2020夏季千葉県高等学校野球大会 あの瞬間を捉えた写真も多数

野外繁殖のコウノトリ「わたる」 父の故郷・野田に初飛来

水田で羽を広げる(左から)わたる、レイ(野田市提供)
水田で羽を広げる(左から)わたる、レイ(野田市提供)
水田でえさを探す(左から)わたる、レイ、カズ(野田市提供)
水田でえさを探す(左から)わたる、レイ、カズ(野田市提供)

 国の特別天然記念物、コウノトリの野生復帰に取り組む野田市は18日、市生まれの雄「ひかる」を父に野外繁殖で今年生まれ、巣立った雄の「わたる」を市内の木間ケ瀬付近で確認したと発表した。脚光を浴びている「幸の鳥」の初来訪に市の担当者は喜びを隠せずにいる。

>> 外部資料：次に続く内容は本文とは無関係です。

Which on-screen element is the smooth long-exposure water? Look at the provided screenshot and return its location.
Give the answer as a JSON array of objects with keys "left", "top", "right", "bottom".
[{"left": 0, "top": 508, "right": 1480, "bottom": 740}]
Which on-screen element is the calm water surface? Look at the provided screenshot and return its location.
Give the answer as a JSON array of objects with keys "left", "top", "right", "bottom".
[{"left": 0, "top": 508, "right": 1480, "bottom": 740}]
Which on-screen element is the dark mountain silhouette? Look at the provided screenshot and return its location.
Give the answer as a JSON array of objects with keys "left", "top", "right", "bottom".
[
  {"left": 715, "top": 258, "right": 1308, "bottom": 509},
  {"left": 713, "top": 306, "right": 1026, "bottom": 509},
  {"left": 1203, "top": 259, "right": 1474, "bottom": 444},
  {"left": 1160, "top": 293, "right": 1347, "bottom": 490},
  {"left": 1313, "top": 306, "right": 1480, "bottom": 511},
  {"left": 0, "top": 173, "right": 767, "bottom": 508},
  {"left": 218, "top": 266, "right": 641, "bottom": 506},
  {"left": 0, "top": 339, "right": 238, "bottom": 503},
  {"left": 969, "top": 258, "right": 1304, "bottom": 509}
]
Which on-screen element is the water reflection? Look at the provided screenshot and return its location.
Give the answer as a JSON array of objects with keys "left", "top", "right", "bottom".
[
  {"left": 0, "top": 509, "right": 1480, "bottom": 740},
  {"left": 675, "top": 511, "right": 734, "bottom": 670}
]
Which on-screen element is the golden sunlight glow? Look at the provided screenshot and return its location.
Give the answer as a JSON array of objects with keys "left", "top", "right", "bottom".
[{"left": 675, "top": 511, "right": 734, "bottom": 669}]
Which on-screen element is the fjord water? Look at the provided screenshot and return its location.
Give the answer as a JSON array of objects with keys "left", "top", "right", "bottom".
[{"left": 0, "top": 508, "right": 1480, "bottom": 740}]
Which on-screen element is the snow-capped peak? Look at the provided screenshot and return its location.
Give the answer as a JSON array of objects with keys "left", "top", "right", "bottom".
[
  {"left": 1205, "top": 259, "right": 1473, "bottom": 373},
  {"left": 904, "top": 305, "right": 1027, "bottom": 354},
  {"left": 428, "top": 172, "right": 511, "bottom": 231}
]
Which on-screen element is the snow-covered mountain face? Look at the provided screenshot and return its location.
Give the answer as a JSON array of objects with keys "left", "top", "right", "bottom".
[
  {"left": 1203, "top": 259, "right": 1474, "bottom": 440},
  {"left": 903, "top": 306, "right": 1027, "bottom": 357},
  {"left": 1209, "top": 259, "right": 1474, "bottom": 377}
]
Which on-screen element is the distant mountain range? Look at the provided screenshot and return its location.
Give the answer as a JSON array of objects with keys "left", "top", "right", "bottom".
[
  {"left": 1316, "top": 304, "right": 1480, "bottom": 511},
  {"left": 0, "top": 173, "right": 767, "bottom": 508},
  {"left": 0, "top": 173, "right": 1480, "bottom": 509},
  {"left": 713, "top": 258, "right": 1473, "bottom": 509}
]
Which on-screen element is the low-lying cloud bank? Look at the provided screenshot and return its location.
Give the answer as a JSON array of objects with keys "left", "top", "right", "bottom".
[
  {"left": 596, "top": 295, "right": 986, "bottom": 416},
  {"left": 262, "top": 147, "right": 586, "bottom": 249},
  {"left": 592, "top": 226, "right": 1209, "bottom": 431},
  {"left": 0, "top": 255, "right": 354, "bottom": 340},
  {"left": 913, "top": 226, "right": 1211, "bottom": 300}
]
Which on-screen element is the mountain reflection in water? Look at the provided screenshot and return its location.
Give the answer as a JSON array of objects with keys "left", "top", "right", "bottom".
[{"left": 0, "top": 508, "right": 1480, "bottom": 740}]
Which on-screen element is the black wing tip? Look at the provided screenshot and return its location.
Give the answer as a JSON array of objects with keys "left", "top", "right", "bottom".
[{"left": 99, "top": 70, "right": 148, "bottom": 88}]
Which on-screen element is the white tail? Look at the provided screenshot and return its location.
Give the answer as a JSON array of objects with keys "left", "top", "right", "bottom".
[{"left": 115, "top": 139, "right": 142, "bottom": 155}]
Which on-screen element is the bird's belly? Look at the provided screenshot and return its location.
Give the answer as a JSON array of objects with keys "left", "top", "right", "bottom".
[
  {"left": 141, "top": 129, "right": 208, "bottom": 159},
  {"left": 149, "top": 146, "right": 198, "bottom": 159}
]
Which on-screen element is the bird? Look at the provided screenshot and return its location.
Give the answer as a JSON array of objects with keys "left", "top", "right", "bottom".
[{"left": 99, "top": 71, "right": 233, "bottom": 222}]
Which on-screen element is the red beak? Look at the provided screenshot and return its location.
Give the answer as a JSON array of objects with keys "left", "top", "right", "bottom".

 わたるは栃木など4県にまたがる渡良瀬遊水地で、ひかると徳島県鳴門市生まれの雌「歌」の親鳥ペアから5月末ごろ、雌の「ゆう」とともに誕生。2005年に野生復帰に向け放鳥が兵庫県から始まって以来、野外繁殖による赤ちゃんは東日本では初だった。

 野田市職員が17日午後、昨年市が放鳥した雌「レイ」の衛生利用測位システム(GPS)発信器データを元に現地を訪れた際、レイやきょうだいの雄「カズ」とともに、もう1羽の飛来を見つけた。足輪を確認し、わたると確認した。

 3羽は18日現在、野田市木間ケ瀬地区や隣接する小山地区付近の水田を行き来し、カエルやザリガニなどを捕食しているとみられる。

 カズとレイは個別に「故郷」の野田市にときどき飛来している。発信器を装着しているレイは9月中旬に茨城県神栖市、同坂東市、群馬県大泉町、同伊勢崎市と関東平野を移動。カズとわたるは栃木県小山市の渡良瀬遊水地や近くの群馬県館林市で目撃されていることから、野田市は「カズとレイがわたるを連れて来てくれたのかもしれない」と歓迎している。